A problem commonly seen among people beginning with birds is that when they see a bird they immediately take the Guide to identify it based mainly on the colors of the bird. This strategy is more likely to result in frustration with so many possibilities of birds with similar colors and shapes.

It is better to take a strategy based on aspects that range from the most general (groups) to the most specific such as colors of the plumage, region, and elevation of the sighting.

The good thing about this approach is that the Guides are organized in groups and take a similar approach to identify birds. This is to say that ducks are with other ducks, and parrots with other parrots.
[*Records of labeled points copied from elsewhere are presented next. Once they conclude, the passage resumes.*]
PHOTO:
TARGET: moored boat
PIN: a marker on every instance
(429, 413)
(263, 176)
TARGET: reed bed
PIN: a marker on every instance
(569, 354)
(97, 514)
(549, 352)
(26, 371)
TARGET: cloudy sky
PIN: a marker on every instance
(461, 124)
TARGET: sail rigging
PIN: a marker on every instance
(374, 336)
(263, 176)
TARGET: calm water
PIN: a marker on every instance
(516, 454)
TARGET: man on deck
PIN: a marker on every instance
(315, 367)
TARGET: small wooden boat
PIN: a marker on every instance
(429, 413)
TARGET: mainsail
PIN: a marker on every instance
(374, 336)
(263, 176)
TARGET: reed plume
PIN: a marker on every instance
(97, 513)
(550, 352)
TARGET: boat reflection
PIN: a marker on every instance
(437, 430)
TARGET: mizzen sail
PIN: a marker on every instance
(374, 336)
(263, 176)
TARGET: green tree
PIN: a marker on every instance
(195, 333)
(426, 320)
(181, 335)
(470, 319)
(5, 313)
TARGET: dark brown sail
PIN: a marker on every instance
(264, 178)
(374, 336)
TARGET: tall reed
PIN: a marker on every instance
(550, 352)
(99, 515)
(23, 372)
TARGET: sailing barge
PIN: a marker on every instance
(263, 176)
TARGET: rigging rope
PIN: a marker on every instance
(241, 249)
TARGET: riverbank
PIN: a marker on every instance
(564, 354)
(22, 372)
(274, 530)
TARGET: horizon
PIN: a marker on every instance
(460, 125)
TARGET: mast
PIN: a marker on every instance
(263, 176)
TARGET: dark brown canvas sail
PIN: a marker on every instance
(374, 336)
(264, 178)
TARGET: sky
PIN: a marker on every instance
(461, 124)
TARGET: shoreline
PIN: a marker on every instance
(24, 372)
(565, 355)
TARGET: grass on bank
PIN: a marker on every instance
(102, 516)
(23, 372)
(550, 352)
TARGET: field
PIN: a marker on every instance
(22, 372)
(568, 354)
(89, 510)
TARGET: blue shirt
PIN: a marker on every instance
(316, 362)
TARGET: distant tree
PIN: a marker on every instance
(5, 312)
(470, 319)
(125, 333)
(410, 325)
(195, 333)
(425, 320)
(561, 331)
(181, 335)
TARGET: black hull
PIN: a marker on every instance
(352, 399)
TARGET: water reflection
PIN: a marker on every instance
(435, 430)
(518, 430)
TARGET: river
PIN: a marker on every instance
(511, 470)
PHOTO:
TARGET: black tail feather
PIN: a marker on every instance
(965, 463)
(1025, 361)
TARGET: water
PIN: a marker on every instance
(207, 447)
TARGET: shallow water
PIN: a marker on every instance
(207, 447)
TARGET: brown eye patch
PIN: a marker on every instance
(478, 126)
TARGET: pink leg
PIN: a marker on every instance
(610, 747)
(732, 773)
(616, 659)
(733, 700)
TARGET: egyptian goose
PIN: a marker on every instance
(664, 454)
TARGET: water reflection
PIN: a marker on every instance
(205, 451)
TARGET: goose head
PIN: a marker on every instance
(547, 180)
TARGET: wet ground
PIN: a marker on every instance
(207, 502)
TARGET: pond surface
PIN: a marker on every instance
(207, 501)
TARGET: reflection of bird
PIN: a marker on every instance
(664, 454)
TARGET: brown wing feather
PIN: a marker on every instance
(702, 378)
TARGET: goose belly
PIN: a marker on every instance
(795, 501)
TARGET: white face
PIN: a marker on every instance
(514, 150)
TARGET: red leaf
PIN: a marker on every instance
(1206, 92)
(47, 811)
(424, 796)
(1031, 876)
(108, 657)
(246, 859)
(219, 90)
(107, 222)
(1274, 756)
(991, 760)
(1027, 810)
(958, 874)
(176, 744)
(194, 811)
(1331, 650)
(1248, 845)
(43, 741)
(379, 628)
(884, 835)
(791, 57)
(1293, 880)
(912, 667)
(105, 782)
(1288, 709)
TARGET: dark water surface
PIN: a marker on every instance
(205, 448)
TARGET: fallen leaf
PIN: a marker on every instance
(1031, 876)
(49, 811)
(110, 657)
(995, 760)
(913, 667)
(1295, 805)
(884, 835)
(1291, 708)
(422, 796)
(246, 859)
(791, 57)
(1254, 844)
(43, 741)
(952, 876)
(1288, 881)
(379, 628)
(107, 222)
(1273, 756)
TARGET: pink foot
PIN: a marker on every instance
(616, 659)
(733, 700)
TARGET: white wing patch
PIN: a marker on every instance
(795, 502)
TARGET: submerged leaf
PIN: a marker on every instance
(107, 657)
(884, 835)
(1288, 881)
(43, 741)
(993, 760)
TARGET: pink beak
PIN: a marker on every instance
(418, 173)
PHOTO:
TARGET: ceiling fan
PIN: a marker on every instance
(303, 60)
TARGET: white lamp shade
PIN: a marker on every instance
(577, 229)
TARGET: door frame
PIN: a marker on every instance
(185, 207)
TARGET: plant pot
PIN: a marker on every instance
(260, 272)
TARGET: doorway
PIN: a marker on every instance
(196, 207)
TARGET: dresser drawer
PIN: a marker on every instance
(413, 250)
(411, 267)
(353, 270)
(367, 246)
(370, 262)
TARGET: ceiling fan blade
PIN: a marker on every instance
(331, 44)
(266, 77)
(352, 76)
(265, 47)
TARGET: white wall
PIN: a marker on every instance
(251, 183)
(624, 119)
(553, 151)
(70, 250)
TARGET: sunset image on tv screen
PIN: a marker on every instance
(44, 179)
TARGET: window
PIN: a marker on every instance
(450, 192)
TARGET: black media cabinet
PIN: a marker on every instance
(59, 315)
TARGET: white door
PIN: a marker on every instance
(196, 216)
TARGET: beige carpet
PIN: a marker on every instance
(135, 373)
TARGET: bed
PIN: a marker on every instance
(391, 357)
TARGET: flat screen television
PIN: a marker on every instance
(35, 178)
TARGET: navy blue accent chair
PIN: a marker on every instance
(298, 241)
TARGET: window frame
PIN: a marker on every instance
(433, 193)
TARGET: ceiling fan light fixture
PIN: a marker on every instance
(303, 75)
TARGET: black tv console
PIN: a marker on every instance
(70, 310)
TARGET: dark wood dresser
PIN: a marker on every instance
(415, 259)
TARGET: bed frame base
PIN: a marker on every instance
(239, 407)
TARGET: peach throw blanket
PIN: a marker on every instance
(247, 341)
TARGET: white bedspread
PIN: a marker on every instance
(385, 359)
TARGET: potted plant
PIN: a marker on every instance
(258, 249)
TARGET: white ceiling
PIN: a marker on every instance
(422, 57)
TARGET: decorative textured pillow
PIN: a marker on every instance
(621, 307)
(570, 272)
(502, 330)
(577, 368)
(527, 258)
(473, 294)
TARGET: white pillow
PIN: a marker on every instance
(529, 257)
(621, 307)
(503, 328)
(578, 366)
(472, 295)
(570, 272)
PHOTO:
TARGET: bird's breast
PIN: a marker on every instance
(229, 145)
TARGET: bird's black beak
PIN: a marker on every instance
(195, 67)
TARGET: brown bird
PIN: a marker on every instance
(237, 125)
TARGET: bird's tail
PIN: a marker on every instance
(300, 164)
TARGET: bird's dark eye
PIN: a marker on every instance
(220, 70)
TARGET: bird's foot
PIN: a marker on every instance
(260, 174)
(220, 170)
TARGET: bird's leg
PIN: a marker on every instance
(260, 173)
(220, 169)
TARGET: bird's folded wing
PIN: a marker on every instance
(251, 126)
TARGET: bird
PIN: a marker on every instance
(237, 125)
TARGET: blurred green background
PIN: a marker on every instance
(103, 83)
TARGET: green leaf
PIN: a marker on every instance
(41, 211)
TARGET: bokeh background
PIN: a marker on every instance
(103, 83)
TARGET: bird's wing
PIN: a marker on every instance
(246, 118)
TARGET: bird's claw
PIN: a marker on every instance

Additionally, books have a description for each group of birds and a refined description for each species. If one adopts the approach proposed in this article, it is more likely that with the help of a Guide you will arrive at the correct identification of the bird.

It is quite likely that one will make mistakes, but even experts make mistakes. Asking people who have more experience will help you sort through the many possibilities and help learn to identify birds faster. Once you learn a group of birds or the bird community of a particular habitat type you will notice a bird you have not seen there before and repeat the process to identify it.

With time and patience, you will find that you know the birds at your favorite locations and will want to explore new locations and habitats for new challenges. The anticipation during the period of preparation to bird a new location and the moment you see and identify the bird is one of the most rewarding aspects of birding. So pick up a Guide and go through these steps. Who knows where in the world new locations, habitats, and birding challenges will take you.